Кадрусс с досадой махнул рукой и не удостоил жену ответом.
— Можно ли быть другом человека, у которого хочешь отбить женщину? ответил он аббату. — Дантес по доброте сердечной называл всех этих людей друзьями… Бедный Эдмон! Впрочем, лучше, что он ничего не узнал, ему трудно было бы простить им на смертном одре. И что бы там ни говорили, продолжал Кадрусс, речь которого была не чужда своего рода грубоватой поэзии, — а я все же больше боюсь проклятия мертвых, чем ненависти живых.
— Болван! — сказала Карконта.
— А вам известно, — продолжал аббат, — что этот Фернан сделал?
— Известно ли?

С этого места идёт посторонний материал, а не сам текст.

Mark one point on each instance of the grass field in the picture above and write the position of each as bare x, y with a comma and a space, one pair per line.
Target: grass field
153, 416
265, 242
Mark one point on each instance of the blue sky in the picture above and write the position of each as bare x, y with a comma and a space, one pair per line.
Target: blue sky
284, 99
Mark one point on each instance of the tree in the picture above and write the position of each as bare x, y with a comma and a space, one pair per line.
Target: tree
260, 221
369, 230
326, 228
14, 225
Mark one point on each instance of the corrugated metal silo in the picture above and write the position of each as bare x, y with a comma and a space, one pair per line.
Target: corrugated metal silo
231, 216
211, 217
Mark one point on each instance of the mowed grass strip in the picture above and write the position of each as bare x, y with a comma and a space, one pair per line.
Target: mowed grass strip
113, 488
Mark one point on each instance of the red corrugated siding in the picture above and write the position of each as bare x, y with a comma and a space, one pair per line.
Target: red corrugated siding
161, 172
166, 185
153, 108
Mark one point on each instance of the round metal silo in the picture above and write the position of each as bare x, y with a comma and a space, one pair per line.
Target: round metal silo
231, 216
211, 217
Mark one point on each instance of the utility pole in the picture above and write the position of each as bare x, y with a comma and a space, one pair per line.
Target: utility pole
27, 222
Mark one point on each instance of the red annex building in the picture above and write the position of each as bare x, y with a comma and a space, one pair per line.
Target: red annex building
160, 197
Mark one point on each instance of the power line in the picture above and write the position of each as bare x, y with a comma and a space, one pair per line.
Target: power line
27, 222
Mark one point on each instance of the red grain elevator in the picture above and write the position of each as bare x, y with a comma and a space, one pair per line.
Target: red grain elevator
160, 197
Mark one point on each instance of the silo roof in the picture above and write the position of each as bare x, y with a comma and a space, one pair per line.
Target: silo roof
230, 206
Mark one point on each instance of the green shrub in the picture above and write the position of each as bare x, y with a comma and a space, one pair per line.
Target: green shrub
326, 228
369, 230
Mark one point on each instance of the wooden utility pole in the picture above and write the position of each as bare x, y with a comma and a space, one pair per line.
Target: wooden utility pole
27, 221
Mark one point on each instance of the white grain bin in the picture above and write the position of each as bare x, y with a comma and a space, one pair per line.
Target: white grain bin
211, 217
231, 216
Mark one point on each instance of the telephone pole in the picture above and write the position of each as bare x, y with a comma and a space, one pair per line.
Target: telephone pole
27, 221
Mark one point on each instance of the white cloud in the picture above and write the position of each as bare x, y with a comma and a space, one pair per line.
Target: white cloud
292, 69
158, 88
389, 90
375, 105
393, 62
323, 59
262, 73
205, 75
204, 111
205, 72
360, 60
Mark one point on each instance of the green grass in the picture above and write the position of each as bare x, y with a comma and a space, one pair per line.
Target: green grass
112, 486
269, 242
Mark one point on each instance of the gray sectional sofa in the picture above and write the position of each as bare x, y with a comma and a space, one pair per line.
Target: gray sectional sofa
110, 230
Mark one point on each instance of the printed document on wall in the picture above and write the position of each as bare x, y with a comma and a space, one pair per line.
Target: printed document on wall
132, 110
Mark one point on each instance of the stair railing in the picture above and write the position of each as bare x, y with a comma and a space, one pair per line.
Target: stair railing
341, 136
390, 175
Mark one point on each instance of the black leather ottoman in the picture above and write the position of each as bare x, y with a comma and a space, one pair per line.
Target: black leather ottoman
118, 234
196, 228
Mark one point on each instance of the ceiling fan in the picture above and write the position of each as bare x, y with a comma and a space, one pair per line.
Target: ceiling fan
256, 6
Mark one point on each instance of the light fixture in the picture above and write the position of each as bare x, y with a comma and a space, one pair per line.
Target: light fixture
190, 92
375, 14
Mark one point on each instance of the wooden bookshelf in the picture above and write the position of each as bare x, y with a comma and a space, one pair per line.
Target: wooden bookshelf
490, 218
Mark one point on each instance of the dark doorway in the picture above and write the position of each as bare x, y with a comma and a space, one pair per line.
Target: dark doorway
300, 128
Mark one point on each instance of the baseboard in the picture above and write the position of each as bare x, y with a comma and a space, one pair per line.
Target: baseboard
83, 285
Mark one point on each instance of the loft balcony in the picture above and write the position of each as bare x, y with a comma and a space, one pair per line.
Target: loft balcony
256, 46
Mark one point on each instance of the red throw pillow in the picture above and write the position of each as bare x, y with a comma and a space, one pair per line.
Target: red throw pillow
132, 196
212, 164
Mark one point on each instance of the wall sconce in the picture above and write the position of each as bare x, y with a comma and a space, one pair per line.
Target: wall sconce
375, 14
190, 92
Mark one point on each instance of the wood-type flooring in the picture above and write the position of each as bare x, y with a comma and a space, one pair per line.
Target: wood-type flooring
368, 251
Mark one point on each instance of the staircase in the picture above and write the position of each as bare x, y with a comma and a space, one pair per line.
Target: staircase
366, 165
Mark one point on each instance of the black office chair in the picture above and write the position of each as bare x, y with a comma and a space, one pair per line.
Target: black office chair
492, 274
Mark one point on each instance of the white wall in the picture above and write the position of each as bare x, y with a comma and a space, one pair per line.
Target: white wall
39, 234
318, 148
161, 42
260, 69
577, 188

Разумеется, известно!
— Так говорите.
— Твоя воля, Гаспар, — сказала жена, — делай, как знаешь, но только лучше бы тебе помолчать.
— На этот раз ты, пожалуй, права, — сказал Кадрусс.
— Итак, вы не хотите говорить? — продолжал аббат.
— К чему? — отвечал Кадру ее. — Если бы бедняга Эдмон был жив и пришел ко мне узнать раз навсегда, кто ему друг, а кто враг, тогда другое дело; но вы говорите, что он в могиле; он уже не может ненавидеть, не может мстить; а потому бросим все это.
— Так вы хотите, — сказал аббат, — чтобы этим людям, которых вы считаете вероломными и ложными друзьями, досталась награда за верную дружбу?
— Вы правы, — сказал Кадрусс. — Притом же, что значило бы для них наследство бедного Эдмона? Капля в море!
— Не говоря уже о том, что эти люди могут раздавить тебя одним пальцем, — сказала жена.